Spectre is also far harder to pin down. It requires a complete redesign of CPU hardware to fix, so even though it's possible to prevent specific known exploits through software patches, Spectre may hang over us for a while yet.
So do the software patches really work?
They do, but there are further caveats attached. Intel released a firmware update for Spectre variant 2, but the “fix” ended up causing problems like reboots and data loss. Ultimately, Intel ended up advising users not to install the available patch until more stable microcode updates were available.
In response, Microsoft released an emergency Windows patch that disabled the flawed Spectre fix, but that took the form of an optional update. Fortunately, Intel has begun rolling out new Spectre patches for its 6th-, 7th-, and 8th-generation CPUs, and these should be a lot more stable.
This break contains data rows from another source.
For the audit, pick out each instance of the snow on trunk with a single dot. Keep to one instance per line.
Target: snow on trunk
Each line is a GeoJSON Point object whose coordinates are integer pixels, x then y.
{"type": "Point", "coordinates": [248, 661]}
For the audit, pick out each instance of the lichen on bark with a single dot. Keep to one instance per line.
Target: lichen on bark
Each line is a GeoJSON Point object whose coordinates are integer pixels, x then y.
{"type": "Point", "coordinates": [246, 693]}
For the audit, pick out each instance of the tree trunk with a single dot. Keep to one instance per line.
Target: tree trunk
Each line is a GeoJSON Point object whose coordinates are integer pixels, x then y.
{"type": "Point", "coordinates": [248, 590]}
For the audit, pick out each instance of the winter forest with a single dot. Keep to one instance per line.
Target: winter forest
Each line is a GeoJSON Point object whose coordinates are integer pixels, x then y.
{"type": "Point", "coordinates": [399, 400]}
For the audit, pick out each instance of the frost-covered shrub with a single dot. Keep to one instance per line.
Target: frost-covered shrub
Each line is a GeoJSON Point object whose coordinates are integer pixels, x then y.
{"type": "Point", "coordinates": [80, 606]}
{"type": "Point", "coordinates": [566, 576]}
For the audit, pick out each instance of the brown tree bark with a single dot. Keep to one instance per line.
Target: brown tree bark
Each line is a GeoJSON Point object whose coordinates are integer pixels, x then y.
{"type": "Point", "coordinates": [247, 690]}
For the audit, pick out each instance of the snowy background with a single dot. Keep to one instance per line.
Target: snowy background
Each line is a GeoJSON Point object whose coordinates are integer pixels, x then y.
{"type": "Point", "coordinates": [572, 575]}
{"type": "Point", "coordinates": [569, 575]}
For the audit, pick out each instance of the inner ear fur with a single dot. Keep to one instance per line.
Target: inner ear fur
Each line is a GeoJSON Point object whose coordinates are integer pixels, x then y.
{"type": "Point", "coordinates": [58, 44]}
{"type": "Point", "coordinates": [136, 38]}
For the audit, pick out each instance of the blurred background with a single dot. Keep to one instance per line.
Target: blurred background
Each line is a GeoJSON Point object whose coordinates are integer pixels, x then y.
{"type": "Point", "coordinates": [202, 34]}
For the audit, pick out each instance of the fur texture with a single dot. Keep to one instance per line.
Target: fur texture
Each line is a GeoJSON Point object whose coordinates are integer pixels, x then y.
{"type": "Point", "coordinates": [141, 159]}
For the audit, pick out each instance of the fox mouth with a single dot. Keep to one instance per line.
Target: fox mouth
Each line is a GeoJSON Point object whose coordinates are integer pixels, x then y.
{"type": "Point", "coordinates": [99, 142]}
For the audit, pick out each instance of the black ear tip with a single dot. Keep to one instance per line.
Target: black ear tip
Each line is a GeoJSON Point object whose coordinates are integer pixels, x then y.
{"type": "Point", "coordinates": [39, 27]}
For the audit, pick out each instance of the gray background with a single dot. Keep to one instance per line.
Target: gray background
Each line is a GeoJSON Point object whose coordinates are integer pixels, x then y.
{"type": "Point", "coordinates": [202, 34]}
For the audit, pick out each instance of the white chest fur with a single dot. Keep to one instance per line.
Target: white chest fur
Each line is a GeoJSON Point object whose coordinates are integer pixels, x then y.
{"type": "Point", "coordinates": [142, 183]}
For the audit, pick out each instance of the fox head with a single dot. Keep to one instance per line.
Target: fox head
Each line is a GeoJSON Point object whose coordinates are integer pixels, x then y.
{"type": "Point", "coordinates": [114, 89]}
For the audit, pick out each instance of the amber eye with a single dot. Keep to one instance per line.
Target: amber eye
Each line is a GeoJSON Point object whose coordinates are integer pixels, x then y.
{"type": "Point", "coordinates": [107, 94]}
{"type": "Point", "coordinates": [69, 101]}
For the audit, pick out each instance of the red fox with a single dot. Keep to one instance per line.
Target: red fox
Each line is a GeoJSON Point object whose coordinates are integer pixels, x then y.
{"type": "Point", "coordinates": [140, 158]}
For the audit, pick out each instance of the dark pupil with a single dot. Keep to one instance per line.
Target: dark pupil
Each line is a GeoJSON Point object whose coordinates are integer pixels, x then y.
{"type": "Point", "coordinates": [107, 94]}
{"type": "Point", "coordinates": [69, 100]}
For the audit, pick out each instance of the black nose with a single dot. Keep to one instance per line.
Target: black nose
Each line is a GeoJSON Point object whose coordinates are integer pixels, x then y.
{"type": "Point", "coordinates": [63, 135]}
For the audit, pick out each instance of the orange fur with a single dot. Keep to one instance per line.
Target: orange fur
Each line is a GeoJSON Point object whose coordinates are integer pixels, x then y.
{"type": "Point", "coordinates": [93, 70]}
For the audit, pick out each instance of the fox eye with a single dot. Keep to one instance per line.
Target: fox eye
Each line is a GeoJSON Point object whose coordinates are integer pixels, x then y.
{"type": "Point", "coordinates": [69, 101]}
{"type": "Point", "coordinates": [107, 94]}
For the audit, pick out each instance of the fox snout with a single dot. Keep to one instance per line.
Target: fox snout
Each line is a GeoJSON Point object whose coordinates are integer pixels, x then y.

It's not all good news however, and it turns out that the patches can result in up to a 30 percent performance hit. That’s because they enforce a new level of virtual isolation between the kernel and processor, so requests between the two have to take an even longer route.
That said, Intel says the extent of the slowdown depends on the workload in question and average PC users should not notice it. How old your PC is appears to matter too, and Microsoft says that users running 6th-, 7th-, and 8th-generation chips and Windows 10 should be relatively unaffected.
And fortunately for gamers, there has been little indication that games will suffer.
So… what’s the real solution?
While Meltdown can technically be fixed with software updates, Spectre requires a complete hardware redesign in order to be properly resolved (even if software mitigations do exist). Meltdown is the more talked about problem because Spectre is so much harder to execute, but that doesn’t mean that it can be ignored.
Speculative execution has been an important piece of processor design for over two decades, and it’s responsible for countless performance improvements. Manufacturers will now need to rethink the fundamentals of processor design, and you can be sure that the next generation of chips will be quite different at the hardware level.
The good news is that we may not have to wait that long for a solution. In January, Intel confirmed that silicon-based changes would begin appearing in chips this year.
How worried should I be?
Well, there is still no evidence that the vulnerabilities have been successfully exploited by attackers, but that may change now that the details are public. Meltdown also requires malware to be installed on your PC, so you can stay safe by making sure your anti-virus software is updated and having a modicum of good sense while surfing the web (only download software from trusted sources!).
Having said that, anti-virus testing firm AV-TEST reported 139 code samples that appear to be trying to take advantage of the vulnerabilities. Basically, it looks like attackers are in the early stages of figuring out how to exploit Meltdown/Spectre, so the silicon-based fixes cannot come soon enough.
But ultimately, it looks like most consumers are going to be okay, assuming they patch their systems.
Android users might be more vulnerable though, because of the notoriously slow pace at which manufacturers push out updates. Google has already put out a patch, and some versions of the Samsung Galaxy S8 and Note 8 have been updated, but chances are that plenty of other Android devices will still remain exposed.